Dersim ve çevresine Osmanlı’dan itibaren 100 yıldır hâkim olunamıyordu. Ve rejim II. Dünya Savaşı öncesi yöreyi entegre etmekten yanaydı. Dersim harekâtının arkasında bu vardı. Anadolu’da yaşayanların her biri farklı coğrafyalardan göç etmişti. Cumhuriyet’in misyonu bu farklı unsurları bir potada eritmekti.
Ama din sorunu vardı...
Evet, Atatürk’ün Kürt sorunu değil ama din sorunu vardı. Dine epey mesafeli durduğunu söyleyebilirim. Yani anti-klerikal (din karşıtı) çizgi ınönü zamanında değil, Atatürk zamanında başlamıştır. Bunu tarih tezlerinden ders kitaplarına kadar her yerde gözlemlemek mümkün.

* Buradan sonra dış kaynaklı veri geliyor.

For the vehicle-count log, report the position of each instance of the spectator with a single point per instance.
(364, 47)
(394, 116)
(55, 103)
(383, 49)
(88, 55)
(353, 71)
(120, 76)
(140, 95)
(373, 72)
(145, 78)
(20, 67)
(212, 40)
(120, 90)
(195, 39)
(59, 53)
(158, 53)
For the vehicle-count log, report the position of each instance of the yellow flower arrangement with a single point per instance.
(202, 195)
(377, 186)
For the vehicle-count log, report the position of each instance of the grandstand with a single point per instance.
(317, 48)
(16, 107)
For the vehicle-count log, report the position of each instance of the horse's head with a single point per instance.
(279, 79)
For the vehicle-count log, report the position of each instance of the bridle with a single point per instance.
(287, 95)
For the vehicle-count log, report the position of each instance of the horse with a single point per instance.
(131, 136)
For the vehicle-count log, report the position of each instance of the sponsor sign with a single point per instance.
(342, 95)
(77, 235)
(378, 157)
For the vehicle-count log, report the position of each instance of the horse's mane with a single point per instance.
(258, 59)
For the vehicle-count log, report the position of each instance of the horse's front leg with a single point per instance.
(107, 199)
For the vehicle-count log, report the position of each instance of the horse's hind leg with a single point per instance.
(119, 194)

Kendisi dindar olmadığı gibi kimsenin olmasını istemiyor öyle mi?
O dönemde asıl amaç halkı hilafet olgusundan koparmak. Ayrıca bu din karşıtlığı bize özgü değil, dünyada din çok yıpranmış durumda o günlerde. Bir tarafta Sovyet Rusya, bir tarafta ıspanya.

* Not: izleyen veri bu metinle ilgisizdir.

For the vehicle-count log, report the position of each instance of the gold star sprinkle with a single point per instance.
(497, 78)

İşte bu ters tepmedi mi ve dindar insanlar mağdur olmadı mı?
Elbette çünkü insanların kültür kodlarını bastırıyor. Cumhuriyet’in o günkü koşullarda geniş kitlelere ulaşması olanaksız. Her şeyden önce coğrafya buna engel. Cumhuriyet’in propaganda araçları çok kısıtlıydı, maddi gücü yoktu.
Atatürk’ün izlediği toplum mühendisliği bugün işler mi?
Bu devirde mümkün değil çünkü çok daha kristalize bir birey kavramı var. Milli Mücadele 1912’de Balkan Harbi’yle başlamış 10 yıllık bir savaş. Anadolu 5 milyon nüfus kaybetmiş. Geriye fakir, okur yazar düzeyi çok düşük bir kitle kalmış. Bugün küresel dünyada yaşıyoruz. İktidarların gücü de daha sınırlı, er geç toplumun kontrol mekanizmaları devreye giriyor. Toplum mühendisliği denense de geri teper.